Portuguese politician

Júlio de Melo Fogaça (1907, Cadaval – 1980) was a Portuguese politician and member of the Portuguese Communist Party (PCP), who had a major role in the resistance against the dictatorial regime that ruled Portugal from 1926 to 1974.

In 1935, Fogaça became a member of the Party's Secretariat, being imprisoned in the same year by the political police, and sent to the Tarrafal concentration camp in the Cape Verde Islands. In 1940, he received amnesty and was released. At the time, along with several other important Party cadres, such as Álvaro Cunhal and Militão Ribeiro, Fogaça initiated a major reorganization of the PCP.

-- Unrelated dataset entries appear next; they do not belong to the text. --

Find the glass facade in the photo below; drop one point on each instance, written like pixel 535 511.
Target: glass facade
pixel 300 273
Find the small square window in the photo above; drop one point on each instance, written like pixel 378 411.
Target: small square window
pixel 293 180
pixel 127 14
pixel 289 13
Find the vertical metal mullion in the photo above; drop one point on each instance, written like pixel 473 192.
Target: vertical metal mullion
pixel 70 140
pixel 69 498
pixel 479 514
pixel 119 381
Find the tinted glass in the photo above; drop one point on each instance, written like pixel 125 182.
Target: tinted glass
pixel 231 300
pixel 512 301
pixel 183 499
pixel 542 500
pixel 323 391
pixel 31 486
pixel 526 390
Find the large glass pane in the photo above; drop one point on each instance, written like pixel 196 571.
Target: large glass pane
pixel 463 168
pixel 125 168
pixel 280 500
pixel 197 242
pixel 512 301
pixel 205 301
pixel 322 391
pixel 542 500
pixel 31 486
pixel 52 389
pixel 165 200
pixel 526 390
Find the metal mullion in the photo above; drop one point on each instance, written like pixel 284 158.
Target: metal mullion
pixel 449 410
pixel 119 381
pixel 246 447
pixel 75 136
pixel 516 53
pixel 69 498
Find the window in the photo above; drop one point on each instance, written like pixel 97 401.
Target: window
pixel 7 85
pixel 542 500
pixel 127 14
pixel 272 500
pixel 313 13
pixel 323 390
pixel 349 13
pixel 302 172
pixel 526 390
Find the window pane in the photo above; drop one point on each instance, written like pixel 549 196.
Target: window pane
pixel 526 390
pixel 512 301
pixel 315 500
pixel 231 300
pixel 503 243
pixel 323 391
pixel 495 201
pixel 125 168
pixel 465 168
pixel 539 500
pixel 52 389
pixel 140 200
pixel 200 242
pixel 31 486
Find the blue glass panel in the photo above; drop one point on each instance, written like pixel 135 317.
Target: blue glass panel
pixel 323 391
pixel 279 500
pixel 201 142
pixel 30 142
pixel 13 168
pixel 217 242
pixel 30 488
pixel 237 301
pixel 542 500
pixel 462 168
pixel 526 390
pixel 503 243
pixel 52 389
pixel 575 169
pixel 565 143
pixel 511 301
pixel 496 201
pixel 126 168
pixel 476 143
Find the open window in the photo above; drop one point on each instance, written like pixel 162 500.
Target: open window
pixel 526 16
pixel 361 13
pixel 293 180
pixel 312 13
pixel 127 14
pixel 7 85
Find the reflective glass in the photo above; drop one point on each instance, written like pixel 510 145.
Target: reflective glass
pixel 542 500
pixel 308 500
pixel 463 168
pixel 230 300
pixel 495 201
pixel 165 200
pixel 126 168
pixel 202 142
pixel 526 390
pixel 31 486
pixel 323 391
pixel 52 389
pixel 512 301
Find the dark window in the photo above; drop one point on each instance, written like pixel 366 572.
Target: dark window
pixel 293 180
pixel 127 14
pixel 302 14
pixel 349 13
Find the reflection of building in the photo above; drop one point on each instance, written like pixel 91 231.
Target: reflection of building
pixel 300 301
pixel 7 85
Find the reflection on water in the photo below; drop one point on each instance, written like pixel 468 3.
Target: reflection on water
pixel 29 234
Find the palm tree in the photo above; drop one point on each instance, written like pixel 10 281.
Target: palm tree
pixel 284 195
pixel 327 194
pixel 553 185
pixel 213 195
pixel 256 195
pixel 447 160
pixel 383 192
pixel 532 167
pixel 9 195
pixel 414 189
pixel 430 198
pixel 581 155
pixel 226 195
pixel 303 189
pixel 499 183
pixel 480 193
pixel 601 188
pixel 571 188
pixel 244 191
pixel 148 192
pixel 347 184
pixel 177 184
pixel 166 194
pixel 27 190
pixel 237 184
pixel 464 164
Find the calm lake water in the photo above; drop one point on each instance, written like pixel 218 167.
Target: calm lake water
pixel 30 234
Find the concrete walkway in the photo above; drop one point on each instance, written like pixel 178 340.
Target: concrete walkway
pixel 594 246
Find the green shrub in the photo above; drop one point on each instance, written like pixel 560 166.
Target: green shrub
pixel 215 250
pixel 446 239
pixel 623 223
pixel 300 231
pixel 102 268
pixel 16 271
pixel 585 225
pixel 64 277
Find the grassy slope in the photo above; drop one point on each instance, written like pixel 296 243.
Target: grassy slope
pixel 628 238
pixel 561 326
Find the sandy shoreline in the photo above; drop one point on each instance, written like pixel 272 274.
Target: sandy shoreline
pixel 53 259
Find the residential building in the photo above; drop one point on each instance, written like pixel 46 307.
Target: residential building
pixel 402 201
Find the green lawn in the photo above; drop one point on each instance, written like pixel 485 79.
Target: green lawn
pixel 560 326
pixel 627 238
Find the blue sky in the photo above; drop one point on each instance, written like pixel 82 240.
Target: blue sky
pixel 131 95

In 1942, Fogaça was sent to Tarrafal again, being released in 1945. In 1946, he participated in the 4th Congress of the Party, being elected to the Central Committee. However, in the 1950s, ideological divergences with Cunhal led him to start conflicting with the PCP leadership. In 1960, he was imprisoned again, and would only be released in 1970. Meanwhile, in 1961, he was expelled from the PCP, as Cunhal assumed leadership (which he maintained for over 30 years).

After the democratic Carnation Revolution, in 1974, Fogaça approached the Party again. He died in 1980 and donated his goods to the Lisbon Science Academy.